Dried toothpaste in the sink.
Dirty bathroom.
The "yes but" people.
People that dip bread in tea (except if you are a great grand ma then it is ok).
Parents who bring their young kids to the cinemas for movies not meant for kids.
Skinny jeans on men. *straight face*
People who blow their horn at you the nano-second the light
changes to green.
When the person who takes the last of something puts the
empty package back.
Needless meetings.
People who say the time like "Eight AM in the
morning". Really?
People who leave farts in elevators that I subsequently enter. Then the next person
thinks it's me.
People who borrow stuff and never give it back. Seriously,
whats up with that?
Debtors who see you every day and act like the debt doesn’t
exist. This behavior is the 2nd major cause of hypertension in Nigeria. Stop it.
The sound of somebody playing with silverware on a plate.
Men who talk down to women.
I hate people who have no idea what "personal
space" is.
Speed bumps. I just hate them.
People who spit when they talk. Say it, don't spray it please.

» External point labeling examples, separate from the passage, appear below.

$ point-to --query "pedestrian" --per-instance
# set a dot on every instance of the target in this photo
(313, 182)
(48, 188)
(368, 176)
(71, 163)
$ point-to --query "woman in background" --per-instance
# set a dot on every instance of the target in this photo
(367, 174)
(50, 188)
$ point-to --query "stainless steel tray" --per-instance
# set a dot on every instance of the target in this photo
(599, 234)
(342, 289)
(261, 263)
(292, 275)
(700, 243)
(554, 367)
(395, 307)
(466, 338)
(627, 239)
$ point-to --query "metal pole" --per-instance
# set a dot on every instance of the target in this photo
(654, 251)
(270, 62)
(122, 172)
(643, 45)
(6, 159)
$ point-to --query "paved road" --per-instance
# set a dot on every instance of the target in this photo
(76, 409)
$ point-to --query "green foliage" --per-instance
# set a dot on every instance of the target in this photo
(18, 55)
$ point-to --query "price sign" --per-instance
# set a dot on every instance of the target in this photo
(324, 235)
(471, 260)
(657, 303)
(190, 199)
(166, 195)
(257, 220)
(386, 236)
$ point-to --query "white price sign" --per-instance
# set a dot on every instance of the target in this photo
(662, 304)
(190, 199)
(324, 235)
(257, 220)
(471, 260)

People whose attention is on their phone when i am talking to them.
I have some habits that i know people around me the boo hate. A good example is when I bite on straws.
Yup, every time there is a straw in my drink, I chew it. I don’t know why I do and I am not about to stop. I like it.
I 'pop' gum when I chew, I eat slowly, I put up my feet on chairs, I like loud music, I hate pets, I always leave food on my plate, I am that person who asks questions while watching a movie with others just because *Kanye shrug*. I like to write on dusty car windshields.
When a person makes a sucking noise with a straw when the cup becomes almost
empty. You know the sound? Yes, I do this and I think it is fuuuuun. shoot me
So, now that I have reminded myself that I am also just human
with my own annoying habits, I will try to be tolerant with others who also like when they do their thing or maybe they dont even know they are annoying; as i am sure i have a million stuff i do that annoy the next person.